Social media is no help to those who self-harm

There has been a surge in ­the numbers of teenagers suffering post-­traumatic stress disorder. And one of the serious effects that complicates PTSD is self-harming.

Hospital admissions for children who are self-harming have more than doubled in six years.

In 2011, 1,725 youngsters aged between nine and 17 were taken to hospital with self-harm injuries. The figure last year was 3,988.

Last year, 398 cases involved ­children aged between nine and 12, up from 114 in 2012. Girls were five times as likely to be admitted as boys. The fear is that self-harm images online may be normalising the ­behaviour.

After her death in 2017, 14-year-old Molly Russell’s family found she had been shown material online linked to anxiety, depression, self-harm and suicide.

In the week after her father, Ian Russell, spoke out, a further 30 families came forward to say they thought social media had played a role in their children’s suicides.

Dr Hayley van Zwanenberg, a child and ­adolescent psychiatrist at the Priory’s Wellbeing Centre in Oxford, said: “Self-harm is becoming endemic among schoolchildren.
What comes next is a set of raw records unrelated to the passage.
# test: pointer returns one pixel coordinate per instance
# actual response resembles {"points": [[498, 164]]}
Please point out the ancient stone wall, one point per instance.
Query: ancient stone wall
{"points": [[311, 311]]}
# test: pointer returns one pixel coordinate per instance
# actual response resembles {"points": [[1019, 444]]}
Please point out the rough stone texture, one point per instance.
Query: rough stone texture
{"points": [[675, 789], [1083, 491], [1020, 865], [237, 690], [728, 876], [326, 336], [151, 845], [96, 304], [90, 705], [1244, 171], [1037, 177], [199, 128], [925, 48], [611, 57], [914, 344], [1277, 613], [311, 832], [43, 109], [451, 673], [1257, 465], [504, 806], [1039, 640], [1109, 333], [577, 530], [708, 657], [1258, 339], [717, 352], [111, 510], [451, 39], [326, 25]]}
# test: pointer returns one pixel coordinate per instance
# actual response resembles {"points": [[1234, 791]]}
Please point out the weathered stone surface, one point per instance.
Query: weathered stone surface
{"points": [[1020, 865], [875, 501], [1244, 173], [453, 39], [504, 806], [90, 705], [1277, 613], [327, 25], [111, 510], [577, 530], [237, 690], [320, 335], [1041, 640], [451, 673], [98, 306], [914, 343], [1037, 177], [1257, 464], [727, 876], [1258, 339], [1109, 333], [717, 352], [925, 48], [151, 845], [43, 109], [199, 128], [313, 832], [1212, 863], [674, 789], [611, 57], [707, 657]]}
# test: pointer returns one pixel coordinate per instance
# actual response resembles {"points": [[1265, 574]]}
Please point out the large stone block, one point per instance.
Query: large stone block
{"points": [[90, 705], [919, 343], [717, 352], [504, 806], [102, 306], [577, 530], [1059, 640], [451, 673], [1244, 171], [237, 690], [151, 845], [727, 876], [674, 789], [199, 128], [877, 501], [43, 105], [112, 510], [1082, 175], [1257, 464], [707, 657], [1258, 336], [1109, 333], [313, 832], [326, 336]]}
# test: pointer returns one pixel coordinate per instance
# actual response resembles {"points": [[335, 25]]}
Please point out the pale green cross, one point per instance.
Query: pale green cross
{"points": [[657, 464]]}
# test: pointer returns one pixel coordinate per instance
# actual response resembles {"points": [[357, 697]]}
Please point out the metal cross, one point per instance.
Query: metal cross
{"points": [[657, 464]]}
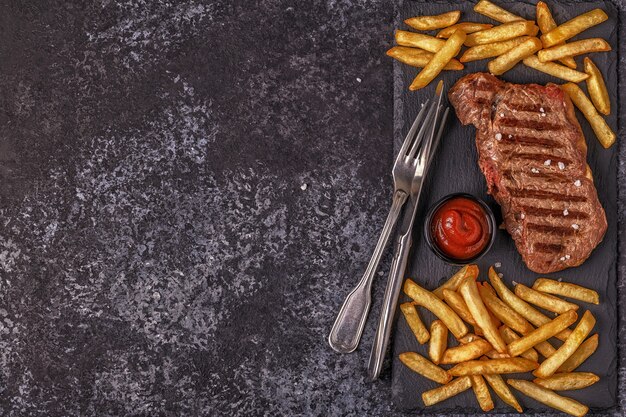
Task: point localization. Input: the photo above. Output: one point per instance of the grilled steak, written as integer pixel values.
(533, 154)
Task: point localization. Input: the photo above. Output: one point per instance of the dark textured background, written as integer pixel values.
(188, 190)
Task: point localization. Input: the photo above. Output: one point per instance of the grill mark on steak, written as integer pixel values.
(545, 195)
(529, 124)
(547, 212)
(530, 140)
(551, 230)
(533, 200)
(548, 247)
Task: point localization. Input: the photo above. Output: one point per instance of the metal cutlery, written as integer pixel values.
(348, 327)
(423, 148)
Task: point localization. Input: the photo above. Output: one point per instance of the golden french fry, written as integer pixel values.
(456, 279)
(566, 289)
(597, 88)
(509, 336)
(415, 322)
(466, 352)
(419, 40)
(467, 27)
(502, 32)
(444, 392)
(482, 393)
(573, 27)
(497, 13)
(550, 365)
(546, 23)
(572, 49)
(456, 303)
(586, 349)
(507, 60)
(419, 58)
(431, 302)
(568, 381)
(502, 311)
(545, 301)
(424, 367)
(602, 130)
(471, 296)
(556, 70)
(490, 50)
(434, 22)
(542, 333)
(439, 61)
(549, 398)
(522, 307)
(438, 341)
(494, 366)
(502, 390)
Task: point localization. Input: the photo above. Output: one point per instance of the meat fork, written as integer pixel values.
(348, 327)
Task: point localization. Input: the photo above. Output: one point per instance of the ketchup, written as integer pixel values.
(460, 228)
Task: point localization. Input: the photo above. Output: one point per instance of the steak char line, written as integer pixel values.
(532, 152)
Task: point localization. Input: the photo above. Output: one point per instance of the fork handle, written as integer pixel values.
(346, 332)
(390, 302)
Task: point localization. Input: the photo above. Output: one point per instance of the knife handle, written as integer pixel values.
(346, 332)
(390, 302)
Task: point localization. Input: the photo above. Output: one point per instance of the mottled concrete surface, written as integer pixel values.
(188, 190)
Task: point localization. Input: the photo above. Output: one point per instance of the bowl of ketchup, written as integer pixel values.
(460, 228)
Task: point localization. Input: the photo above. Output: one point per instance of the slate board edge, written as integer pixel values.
(621, 204)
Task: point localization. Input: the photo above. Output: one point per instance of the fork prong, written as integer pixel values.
(422, 131)
(411, 135)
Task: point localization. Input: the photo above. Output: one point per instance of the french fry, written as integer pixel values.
(546, 23)
(550, 365)
(549, 398)
(566, 289)
(602, 130)
(580, 47)
(434, 22)
(431, 302)
(456, 279)
(415, 322)
(597, 88)
(466, 352)
(438, 341)
(419, 58)
(556, 70)
(490, 50)
(509, 336)
(502, 390)
(507, 60)
(502, 32)
(542, 333)
(444, 392)
(586, 349)
(448, 51)
(482, 393)
(456, 303)
(424, 367)
(467, 27)
(497, 13)
(502, 311)
(545, 301)
(494, 366)
(531, 314)
(471, 296)
(419, 40)
(568, 381)
(573, 27)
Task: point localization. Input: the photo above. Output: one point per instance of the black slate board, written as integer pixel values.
(456, 170)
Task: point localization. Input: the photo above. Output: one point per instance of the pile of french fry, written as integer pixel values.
(510, 335)
(512, 41)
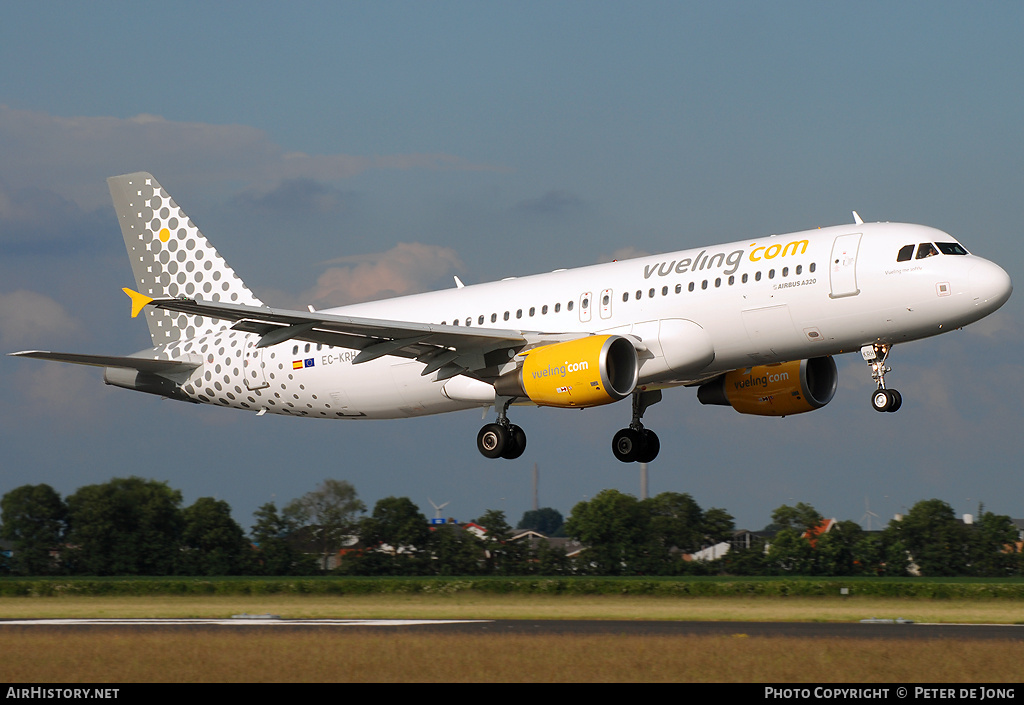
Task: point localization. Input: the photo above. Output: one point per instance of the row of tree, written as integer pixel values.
(138, 527)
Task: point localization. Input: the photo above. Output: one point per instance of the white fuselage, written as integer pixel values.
(784, 297)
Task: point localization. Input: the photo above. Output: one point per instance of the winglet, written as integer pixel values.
(138, 300)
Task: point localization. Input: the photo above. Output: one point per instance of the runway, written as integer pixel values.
(569, 627)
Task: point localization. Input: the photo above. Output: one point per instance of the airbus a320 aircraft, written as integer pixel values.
(752, 324)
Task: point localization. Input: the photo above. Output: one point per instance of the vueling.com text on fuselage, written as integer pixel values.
(704, 260)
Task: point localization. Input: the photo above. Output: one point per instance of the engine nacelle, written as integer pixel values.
(588, 372)
(776, 389)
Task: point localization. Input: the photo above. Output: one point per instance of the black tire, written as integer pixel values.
(897, 400)
(492, 441)
(626, 445)
(649, 446)
(882, 400)
(516, 444)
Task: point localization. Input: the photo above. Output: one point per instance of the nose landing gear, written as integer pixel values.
(882, 399)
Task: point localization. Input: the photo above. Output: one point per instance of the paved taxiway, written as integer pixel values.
(578, 627)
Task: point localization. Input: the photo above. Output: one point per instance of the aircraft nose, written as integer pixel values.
(990, 285)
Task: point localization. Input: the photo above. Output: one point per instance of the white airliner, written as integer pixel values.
(753, 324)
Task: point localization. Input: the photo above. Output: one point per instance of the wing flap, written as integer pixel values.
(460, 347)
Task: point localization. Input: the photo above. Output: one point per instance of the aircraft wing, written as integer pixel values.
(446, 349)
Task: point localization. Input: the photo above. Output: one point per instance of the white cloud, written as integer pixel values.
(406, 268)
(73, 156)
(26, 316)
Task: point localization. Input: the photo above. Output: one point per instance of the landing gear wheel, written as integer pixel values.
(649, 446)
(883, 400)
(626, 445)
(493, 441)
(897, 401)
(516, 443)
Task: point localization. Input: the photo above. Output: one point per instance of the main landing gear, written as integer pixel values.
(882, 399)
(502, 439)
(637, 444)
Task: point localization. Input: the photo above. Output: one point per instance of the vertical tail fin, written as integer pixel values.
(170, 257)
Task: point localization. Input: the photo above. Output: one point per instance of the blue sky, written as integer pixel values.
(339, 152)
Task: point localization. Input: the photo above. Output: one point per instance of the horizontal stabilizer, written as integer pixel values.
(140, 364)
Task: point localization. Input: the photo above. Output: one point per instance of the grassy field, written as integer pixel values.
(336, 656)
(264, 656)
(474, 606)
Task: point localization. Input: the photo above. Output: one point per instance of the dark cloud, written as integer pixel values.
(295, 196)
(37, 221)
(554, 203)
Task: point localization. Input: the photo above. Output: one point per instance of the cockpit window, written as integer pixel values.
(951, 248)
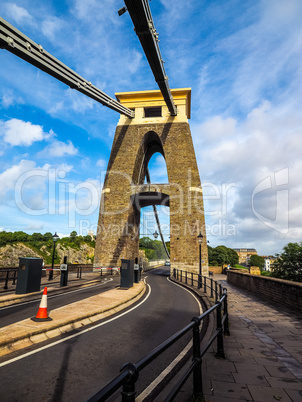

“We’re seeing increasing numbers at the Priory who feel inadequate ­physically and socially; they’re bombarded with digitally enhanced images of celebrities, and friends’ ­bragging selfies.

“If a young person doesn’t have perfect skin, or enough ‘likes’, they can quickly feel negative about themselves, worthless and ­overwrought.

“When I ask a child where he or she has learnt ways to self-harm, they invariably cite the internet or a friend who has learned from the internet.”

Dr Louise Theodosiou, of the Royal College of Psychiatrists, said that there was “the potential for websites to be normalising self-harm”. I remember last year when it turned out hospitals were treating almost twice as many girls under 18 for self-harm as they did 20 years ago.

“Then another report revealed that the number of self-harm incidents recorded by schools had more than doubled since 2012, with about 70,000 last year.

A Department of Health and Social Care spokesman said: “The ­Government is committed to improving the mental health and ­wellbeing of young people and addressing issues such as self-harm, and we are transforming their mental health services – backed by £1.05billion last year alone.

“We are ensuring 345,000 more ­children will have access to specialist mental health care by 2023/24.”

But the Royal College of Physicians fears young people may be struggling to get help with mental health issues. While there are about 7,000 child and adolescent mental health workers, the number probably needs to double.